Our immigration and border policy has been broken for a long time. Not just broken, the laws that govern migration and border protection are inhumane, racist, economically problematic, and unChristian.
In the past weeks, since the Administration took a “zero tolerance” policy, anger has been growing. Hearing audio of children separated from their parents, seeing photos of children in cage-like enclosures, learning that lawmakers are being denied access to tent-cities where children are being held, these are all causes for alarm. Stay angry. Even though the president has made a moderating change he’s says will keep families, stay angry. The system is still racist, inhumane, and broken. Our nation treats people who arrive at our border in a way that should make us angry.
Families have been separated by our broken policy for a long time. Nine summers ago I had a seminary internship providing pastoral care alongside a mobile medical clinic in San Diego. I spent most of that summer in parking lots talking with members of “mixed status” families. Some folks were on anxiety medication, their stress was so high because a family member had been deported in a raid, kids had been separated from parents. For decades Church leaders have been calling for specific changes to our immigration system which would allow for family reunification. We need more visas to keep families together, not fewer. The laws currently being proposed in congress would reduce the number of visas. Families would be separated.
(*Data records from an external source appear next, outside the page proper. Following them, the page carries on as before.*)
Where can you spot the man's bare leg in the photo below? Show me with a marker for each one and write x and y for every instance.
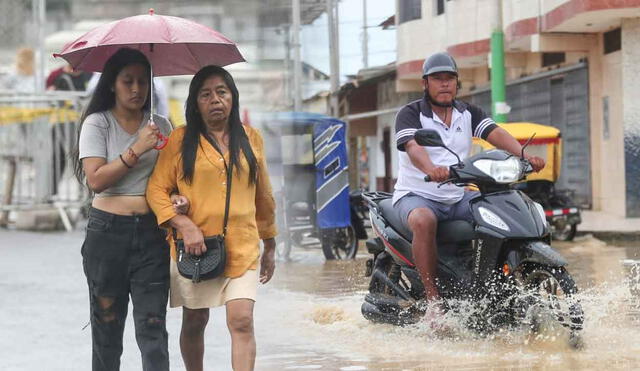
(423, 224)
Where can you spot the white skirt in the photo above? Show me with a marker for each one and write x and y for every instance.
(211, 293)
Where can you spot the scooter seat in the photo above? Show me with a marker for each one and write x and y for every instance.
(453, 231)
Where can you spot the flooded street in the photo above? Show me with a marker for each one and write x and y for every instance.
(325, 321)
(309, 318)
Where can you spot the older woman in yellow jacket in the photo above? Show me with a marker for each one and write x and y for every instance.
(194, 163)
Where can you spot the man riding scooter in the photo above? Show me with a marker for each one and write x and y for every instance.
(423, 204)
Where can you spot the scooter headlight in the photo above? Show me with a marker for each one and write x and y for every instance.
(503, 171)
(541, 213)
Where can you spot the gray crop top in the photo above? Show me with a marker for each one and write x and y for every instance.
(102, 136)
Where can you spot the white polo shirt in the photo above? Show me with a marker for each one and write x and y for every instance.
(467, 121)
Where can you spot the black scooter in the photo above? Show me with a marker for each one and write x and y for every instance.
(503, 260)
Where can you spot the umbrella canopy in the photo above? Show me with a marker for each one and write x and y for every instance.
(173, 45)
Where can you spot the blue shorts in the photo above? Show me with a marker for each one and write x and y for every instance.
(461, 210)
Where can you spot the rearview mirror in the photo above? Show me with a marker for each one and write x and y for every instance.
(428, 137)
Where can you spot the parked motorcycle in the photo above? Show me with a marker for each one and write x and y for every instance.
(503, 260)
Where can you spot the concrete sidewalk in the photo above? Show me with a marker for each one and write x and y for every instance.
(599, 222)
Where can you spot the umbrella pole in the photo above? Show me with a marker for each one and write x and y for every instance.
(151, 92)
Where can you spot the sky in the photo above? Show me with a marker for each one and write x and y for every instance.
(382, 43)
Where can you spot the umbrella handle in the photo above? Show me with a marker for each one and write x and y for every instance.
(162, 141)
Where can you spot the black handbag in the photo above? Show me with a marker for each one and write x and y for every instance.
(211, 264)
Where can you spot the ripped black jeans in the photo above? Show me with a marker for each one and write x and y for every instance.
(122, 256)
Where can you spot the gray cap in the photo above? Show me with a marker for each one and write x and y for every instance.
(439, 62)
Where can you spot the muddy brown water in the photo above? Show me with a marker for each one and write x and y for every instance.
(311, 319)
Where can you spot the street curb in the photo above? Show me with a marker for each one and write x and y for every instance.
(613, 236)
One piece of the current administration’s rhetoric is partially true. They claim more kids and families are arriving at our border. That’s true. Their reasons are not. They say more children are arriving because news spread in Latin America that if you arrived with a child, you couldn’t be turned away. The administration is dangerously wrong.
In recent years the profile of the undocumented immigrant has changed. More children and families are arriving, but it is not because they want to use kids to play the system. Unaccompanied children and parents with kids are running from a growing epidemic of violence in Central America. Families are trying to escape death threats and aggressive recruiting of their children by the gangs. (A report from Cristosal, a Central American Rights Organization details interviews with people who tried to find asylum in the United States).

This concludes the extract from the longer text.